MWM, Inc. v. Smyth County

24 Va. Cir. 176, 1991 Va. Cir. LEXIS 193
CourtSmyth County Circuit Court
DecidedJune 6, 1991
DocketCase No. (Law) 91-3314
StatusPublished

This text of 24 Va. Cir. 176 (MWM, Inc. v. Smyth County) is published on Counsel Stack Legal Research, covering Smyth County Circuit Court primary law. Counsel Stack provides free access to over 12 million legal documents including statutes, case law, regulations, and constitutions.

Bluebook
MWM, Inc. v. Smyth County, 24 Va. Cir. 176, 1991 Va. Cir. LEXIS 193 (Va. Super. Ct. 1991).

Opinion

By JUDGE CHARLES H. SMITH, JR.

This matter is pending for decision on the plaintiff’s application for a reduction in the tax assessment made on subject property in the 1986 reassessment. The application is filed pursuant to § 58.1-3984 of the Code of Virginia. The subject property is commonly known as the Midway Supermarket and was purchased by the plaintiffs at a foreclosure auction on the 4th of October, 1989. Although not named as a party-defendant in the application, the County of Smyth did file, by its attorney, a responsive pleading noting therein that it is the actual party in interest with regard to the application.
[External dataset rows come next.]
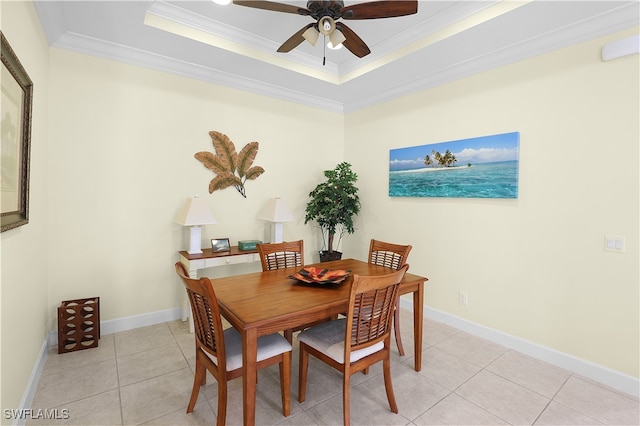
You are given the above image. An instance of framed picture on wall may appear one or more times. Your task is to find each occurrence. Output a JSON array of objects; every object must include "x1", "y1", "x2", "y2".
[
  {"x1": 211, "y1": 238, "x2": 231, "y2": 253},
  {"x1": 0, "y1": 32, "x2": 33, "y2": 232}
]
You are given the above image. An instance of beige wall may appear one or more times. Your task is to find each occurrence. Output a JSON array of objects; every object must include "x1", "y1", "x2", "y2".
[
  {"x1": 345, "y1": 30, "x2": 640, "y2": 378},
  {"x1": 0, "y1": 1, "x2": 50, "y2": 416},
  {"x1": 47, "y1": 49, "x2": 343, "y2": 325}
]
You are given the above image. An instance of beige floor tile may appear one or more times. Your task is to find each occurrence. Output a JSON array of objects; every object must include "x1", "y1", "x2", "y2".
[
  {"x1": 115, "y1": 323, "x2": 175, "y2": 357},
  {"x1": 357, "y1": 365, "x2": 449, "y2": 420},
  {"x1": 32, "y1": 359, "x2": 118, "y2": 408},
  {"x1": 42, "y1": 334, "x2": 116, "y2": 375},
  {"x1": 278, "y1": 411, "x2": 317, "y2": 426},
  {"x1": 420, "y1": 320, "x2": 460, "y2": 351},
  {"x1": 118, "y1": 342, "x2": 188, "y2": 386},
  {"x1": 27, "y1": 389, "x2": 122, "y2": 426},
  {"x1": 120, "y1": 367, "x2": 195, "y2": 425},
  {"x1": 306, "y1": 385, "x2": 410, "y2": 426},
  {"x1": 420, "y1": 347, "x2": 481, "y2": 390},
  {"x1": 535, "y1": 401, "x2": 602, "y2": 426},
  {"x1": 413, "y1": 393, "x2": 508, "y2": 425},
  {"x1": 554, "y1": 376, "x2": 640, "y2": 425},
  {"x1": 456, "y1": 371, "x2": 549, "y2": 425},
  {"x1": 487, "y1": 350, "x2": 570, "y2": 398},
  {"x1": 27, "y1": 318, "x2": 640, "y2": 426},
  {"x1": 206, "y1": 371, "x2": 302, "y2": 425},
  {"x1": 142, "y1": 398, "x2": 216, "y2": 426},
  {"x1": 436, "y1": 333, "x2": 507, "y2": 367}
]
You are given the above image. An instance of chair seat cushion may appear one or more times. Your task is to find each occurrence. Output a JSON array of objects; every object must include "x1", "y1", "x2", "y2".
[
  {"x1": 207, "y1": 327, "x2": 291, "y2": 371},
  {"x1": 298, "y1": 318, "x2": 384, "y2": 364}
]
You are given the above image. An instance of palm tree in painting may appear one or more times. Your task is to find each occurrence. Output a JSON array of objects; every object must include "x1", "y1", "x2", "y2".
[
  {"x1": 431, "y1": 151, "x2": 443, "y2": 167},
  {"x1": 443, "y1": 150, "x2": 458, "y2": 167}
]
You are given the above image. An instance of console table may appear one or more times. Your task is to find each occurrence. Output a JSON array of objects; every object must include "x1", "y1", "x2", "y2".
[{"x1": 180, "y1": 246, "x2": 260, "y2": 333}]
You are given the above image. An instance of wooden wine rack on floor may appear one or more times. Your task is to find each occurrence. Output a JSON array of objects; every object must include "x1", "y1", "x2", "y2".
[{"x1": 58, "y1": 297, "x2": 100, "y2": 354}]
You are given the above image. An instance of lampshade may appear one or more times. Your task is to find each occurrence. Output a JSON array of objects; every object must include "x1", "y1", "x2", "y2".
[
  {"x1": 302, "y1": 27, "x2": 320, "y2": 46},
  {"x1": 174, "y1": 197, "x2": 218, "y2": 226},
  {"x1": 173, "y1": 197, "x2": 218, "y2": 254},
  {"x1": 329, "y1": 30, "x2": 347, "y2": 49},
  {"x1": 258, "y1": 197, "x2": 295, "y2": 222}
]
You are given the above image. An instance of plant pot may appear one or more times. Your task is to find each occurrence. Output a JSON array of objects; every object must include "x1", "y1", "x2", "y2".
[{"x1": 319, "y1": 250, "x2": 342, "y2": 262}]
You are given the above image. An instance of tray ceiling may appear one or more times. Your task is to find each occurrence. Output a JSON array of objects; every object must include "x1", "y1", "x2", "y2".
[{"x1": 34, "y1": 0, "x2": 640, "y2": 113}]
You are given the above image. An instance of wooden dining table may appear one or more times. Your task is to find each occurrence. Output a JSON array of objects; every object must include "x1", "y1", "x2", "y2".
[{"x1": 211, "y1": 259, "x2": 427, "y2": 425}]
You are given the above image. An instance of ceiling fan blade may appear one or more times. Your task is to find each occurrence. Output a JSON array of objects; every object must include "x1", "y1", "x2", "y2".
[
  {"x1": 278, "y1": 23, "x2": 315, "y2": 53},
  {"x1": 340, "y1": 0, "x2": 418, "y2": 19},
  {"x1": 336, "y1": 22, "x2": 371, "y2": 58},
  {"x1": 233, "y1": 0, "x2": 311, "y2": 16}
]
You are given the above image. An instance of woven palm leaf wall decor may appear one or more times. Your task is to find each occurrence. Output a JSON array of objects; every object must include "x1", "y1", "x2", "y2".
[{"x1": 194, "y1": 130, "x2": 264, "y2": 198}]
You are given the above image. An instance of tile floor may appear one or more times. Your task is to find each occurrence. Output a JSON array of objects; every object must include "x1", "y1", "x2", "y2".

At the hearing conducted on April 4, 1991, an oral motion was made and granted to so amend the style and the issues were joined.

The plaintiff contends that it is aggrieved by the assessment of its property by the defendant for tax purposes in the amount of $360,400.00. Plaintiff contends that subject property is assessed at far more than its fair market value and that the assessment is not uniform in its application when compared to similar properties in Smyth County. Plaintiff paid $150,000.00 for subject property at a foreclosure sale in October, 1989. The plaintiff points out that when the property was last reassessed, in 1986, it was a viable, operating business. The defendant [177]*177admits that the property is assessed for tax purposes at $360,400.00, $40,000.00 for land and $320,400.00 for improvement. The county denies, however, that the property is incorrectly assessed or that the assessment is not uniform in its application when compared to similar properties. In fact, the county contends that the subject property is under assessed when compared to similar properties within the county.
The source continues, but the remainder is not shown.